We know that dozens, if not even hundreds of mostly women, were condemned to death or banishment from society at the hands of would-be witch hunters throughout the Maryland colony between the years of 1655 and 1712 because those supposed witches were given criminal trials in which so-called “spectral” evidence, or evidence from the Spirit, was deemed admissible in Maryland court under Puritan laws. It is entirely possible then that a woman by the name of Moll Dyer was condemned to death as a witch in Leonardtown, Maryland in February of 1698 although, unfortunately for historians in an ironic twist of fate, the St. Mary’s County archives were burned to the ground in a fire in the year 1831 and any court records prior to that date which would have contained detailed transcripts of her witch trial have been lost.
So, in order to prove the historicity of the folklore behind the story of the Dyer witch historians have been left to attempt to piece together what may or may not be true using scant concrete evidence. There do still exist historical records that show that a Mary Dyer, and a Marge Dyer, were transported from Ireland to Maryland during the 1670s as indentured servants--a common fate for single women seeking passage to colonial America from Ireland and it is entirely possible, though in no way definitive that since Moll can be used as a nickname for either Mary or Margery, or Margaret that one of these two Irish ladies was the Dyer Witch of 1698 in question. And, the Maryland State Archives do refer to a “Great Epidemic” which ravaged the colony in the years 1697/98 though the archives in no way specify what that great epidemic may have been.
The first recorded mention of Moll Dyer in print comes to us from folklorist Joseph F. Morgan who wrote in the Leonardtown local newspaper, The St. Mary’s Beacon, that, “Moll Dyer lived in the area for many years…her cottage was burned to the ground in the time when Cotton Mather held sway over the Puritans,” which would have been in alignment with the date of 1698, but Morgan’s reference was published in August of 1892, two-hundred years after the events in question, so it in no way can be considered an accurate primary source for proof of Moll Dyer’s existence one way or the other. But, trial records do still exist for a witch named Rebecca Foster who was hanged in a neighboring town only three years prior to the supposed death of Moll Dyer in 1695, which definitely lends credence to the plausibility behind the Legend of Maryland’s Dyer Witch.
![]() |
| Moll Dyer's Rock |
Today, on the outskirts of Leonardtown a road runs through the Maryland countryside. It is called the Moll Dyer Road and is rumored to be cursed and the site of many unexplainable supernatural occurrences. For centuries, Moll Dyer’s Road which began as a dirt path and has since been turned into a paved county road was said to run past the location where the accused witch died with her arm outstretched toward the moon cursing the local townspeople. But for nearly three-hundred years no one could seem to locate the famed rock where she had placed her hand before she died.

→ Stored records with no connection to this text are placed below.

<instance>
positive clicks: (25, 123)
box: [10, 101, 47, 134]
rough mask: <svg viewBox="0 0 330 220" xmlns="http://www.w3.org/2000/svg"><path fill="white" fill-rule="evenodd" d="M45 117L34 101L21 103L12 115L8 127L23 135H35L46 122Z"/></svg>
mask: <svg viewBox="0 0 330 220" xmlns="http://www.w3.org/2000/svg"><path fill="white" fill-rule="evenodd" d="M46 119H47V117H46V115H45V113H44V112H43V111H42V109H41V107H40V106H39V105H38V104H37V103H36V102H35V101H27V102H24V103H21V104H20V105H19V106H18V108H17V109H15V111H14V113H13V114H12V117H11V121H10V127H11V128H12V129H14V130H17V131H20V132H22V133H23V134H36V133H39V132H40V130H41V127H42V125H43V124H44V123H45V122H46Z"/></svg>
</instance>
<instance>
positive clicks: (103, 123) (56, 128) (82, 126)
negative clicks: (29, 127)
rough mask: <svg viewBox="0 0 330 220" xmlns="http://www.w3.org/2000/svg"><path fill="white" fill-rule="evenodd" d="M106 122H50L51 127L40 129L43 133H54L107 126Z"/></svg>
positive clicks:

But then in 1968 a reporter for the Washington Evening Star named Philip H. Love after reading about the Legend of Moll Dyer sought to locate the infamous stone. He interviewed dozens of people who lived in the backwoods of Maryland and finally stumbled upon a grocer who told him that he knew the stone’s location and that the boulder had been basically, in his family’s backyard for his entire life. He led the reporter from the Washington Evening Star to the site of Moll Dyer’s Rock.
In 1972 the Maryland National Guard moved the nearly 800 pound limestone boulder nearer to the side of Moll Dyer Road and erected a small plaque that reads, “Moll Dyer Rock circa 1697”. Locals believe that anyone who touches Moll Dyer’s Rock is likely to fall ill and that their family will suffer generations of misfortune and some say that if you look hard enough you can still faintly see a handprint and the outline of a dying woman’s body imprinted forever upon Moll Dyer’s infamous rock. The Legend of the Dyer Witch lives on to the present day.